At which point the fish-eating tycoons, determined not to let their wives and mistresses fall into the clutches of the steak-slathering maniacs, began strangling their women to keep them out of enemy hands (and worse) and building a protective barrier from their corpses. Not to be denied their joys of victory, the meat-eaters began breaking apart our original Frank Lloyd Wright furniture and piling the pieces around the terrified mackerel snappers and their defunct ladies.

 

They were in the act of lighting this ungodly funeral pyre when the police and fire department arrived. But instead of just killing the knife wielding attackers and putting out the fire which would have allowed the badly burned survivors the grace of a  horribly painful death in New York’s most expensive hospitals, the cops and firemen began fighting each other over who had dibs on the buffet of 100 year old brandy and priceless bottles of pre-war Sauternes (pre WW I that is), and while they were squabbling one of the meat-eaters grabbed an assault weapon from a cop and slaughtered all the first responders as the fish-eaters, all of them, were consumed by the flames, fried to a crisp, or turned into “tycoon flambe” as one of the tabloids poetically put it.

 

God, will I ever be able to forget their screams!

 

Then waves of lawyers arrived, the victors’ legal advisers escorting their clients off the battlefield, down the service elevators, and into waiting limos, carrying the reservations list with them.

 

The losers’ legal counsels, realizing they were unlikely to collect any fees from the roasted carcasses of their clients, began sifting through the pile of the dead, retrieving watches, rings, necklaces, wallets, and breaking loose any teeth with gold fillings.

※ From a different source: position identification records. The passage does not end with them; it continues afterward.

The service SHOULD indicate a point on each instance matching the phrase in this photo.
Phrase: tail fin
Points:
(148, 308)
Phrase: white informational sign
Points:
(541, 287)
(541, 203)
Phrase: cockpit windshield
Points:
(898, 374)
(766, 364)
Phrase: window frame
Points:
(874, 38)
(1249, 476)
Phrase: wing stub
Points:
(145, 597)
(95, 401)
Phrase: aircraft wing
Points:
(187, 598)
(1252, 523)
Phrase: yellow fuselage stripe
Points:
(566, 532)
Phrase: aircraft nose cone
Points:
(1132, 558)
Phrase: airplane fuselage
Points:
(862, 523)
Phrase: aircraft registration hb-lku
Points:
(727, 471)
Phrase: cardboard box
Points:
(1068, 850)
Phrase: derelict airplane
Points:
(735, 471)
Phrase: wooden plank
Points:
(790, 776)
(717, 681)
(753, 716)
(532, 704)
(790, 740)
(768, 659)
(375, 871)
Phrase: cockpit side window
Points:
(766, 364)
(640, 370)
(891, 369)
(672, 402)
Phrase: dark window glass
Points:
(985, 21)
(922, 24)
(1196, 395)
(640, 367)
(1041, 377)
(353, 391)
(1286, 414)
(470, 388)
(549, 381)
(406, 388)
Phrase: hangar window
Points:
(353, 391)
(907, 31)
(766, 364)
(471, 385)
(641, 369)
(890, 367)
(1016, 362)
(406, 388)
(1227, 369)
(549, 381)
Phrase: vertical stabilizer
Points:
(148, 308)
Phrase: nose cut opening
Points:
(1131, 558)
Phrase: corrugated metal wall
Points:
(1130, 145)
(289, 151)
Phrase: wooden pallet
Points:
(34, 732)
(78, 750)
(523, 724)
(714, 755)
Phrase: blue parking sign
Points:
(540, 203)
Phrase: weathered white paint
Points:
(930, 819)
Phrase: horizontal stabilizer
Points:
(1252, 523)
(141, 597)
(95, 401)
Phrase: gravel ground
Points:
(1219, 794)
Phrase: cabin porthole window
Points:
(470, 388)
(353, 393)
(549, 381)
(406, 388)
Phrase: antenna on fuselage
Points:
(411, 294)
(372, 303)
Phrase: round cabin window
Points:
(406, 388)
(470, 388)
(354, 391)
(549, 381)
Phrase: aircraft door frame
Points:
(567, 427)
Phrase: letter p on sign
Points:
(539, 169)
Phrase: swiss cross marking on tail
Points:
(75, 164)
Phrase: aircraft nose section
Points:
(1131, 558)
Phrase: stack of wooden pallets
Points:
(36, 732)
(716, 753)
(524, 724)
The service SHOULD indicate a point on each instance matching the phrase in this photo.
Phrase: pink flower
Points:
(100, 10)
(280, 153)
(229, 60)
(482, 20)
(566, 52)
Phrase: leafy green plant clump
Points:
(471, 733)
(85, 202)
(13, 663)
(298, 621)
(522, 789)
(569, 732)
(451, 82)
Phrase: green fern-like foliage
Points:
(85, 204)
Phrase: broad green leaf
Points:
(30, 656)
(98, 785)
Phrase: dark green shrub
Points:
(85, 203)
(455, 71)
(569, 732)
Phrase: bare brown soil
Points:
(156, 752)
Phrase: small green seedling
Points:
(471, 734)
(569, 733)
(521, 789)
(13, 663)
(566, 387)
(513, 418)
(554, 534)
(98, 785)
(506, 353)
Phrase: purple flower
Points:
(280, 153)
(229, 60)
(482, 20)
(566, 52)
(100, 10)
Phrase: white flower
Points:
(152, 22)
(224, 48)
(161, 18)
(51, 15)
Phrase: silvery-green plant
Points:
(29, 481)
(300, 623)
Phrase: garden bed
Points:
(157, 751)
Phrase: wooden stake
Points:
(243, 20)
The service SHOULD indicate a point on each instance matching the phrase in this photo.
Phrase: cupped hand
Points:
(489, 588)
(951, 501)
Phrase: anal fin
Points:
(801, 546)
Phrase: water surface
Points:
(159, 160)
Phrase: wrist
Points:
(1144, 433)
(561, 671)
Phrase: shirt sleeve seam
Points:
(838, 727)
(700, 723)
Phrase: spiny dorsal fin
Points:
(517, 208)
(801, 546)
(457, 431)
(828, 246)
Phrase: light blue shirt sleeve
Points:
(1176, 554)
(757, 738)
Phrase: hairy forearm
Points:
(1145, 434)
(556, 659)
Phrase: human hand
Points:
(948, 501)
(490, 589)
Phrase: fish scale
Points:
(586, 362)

One lawyer, a little quicker on the uptake than the others, began selling the credit cards he had stolen. “Guys, if we each take a couple of these and charge some diamonds at the shops downstair we got a better chance than if I try to use them all myself. You gottem for $200 apiece. These things are worth thousands.”

 

“Birds in hand,” a couple of the great legal minds demurred, as they pulled paintings down from the walls, and made off with pretty darn near priceless eighteenth century nature morte originals.

 

Other quick-thinking D.Jurs. crammed chickens flown in from Normandy into their satchels and others wore strings of saucisson looped around their necks as they made their getaways. The last lawyer to leave sprayed the room with grease from the kitchen and torched the place.

 

My heart goes out to the loved ones of the victims this unspeakable tragedy and my prayers. There is a lesson in all of this, which is that these scenes will recur perpetually until the last billionaire is strangled with the entrails of the last lawyer. Until that day, duck, you suckers.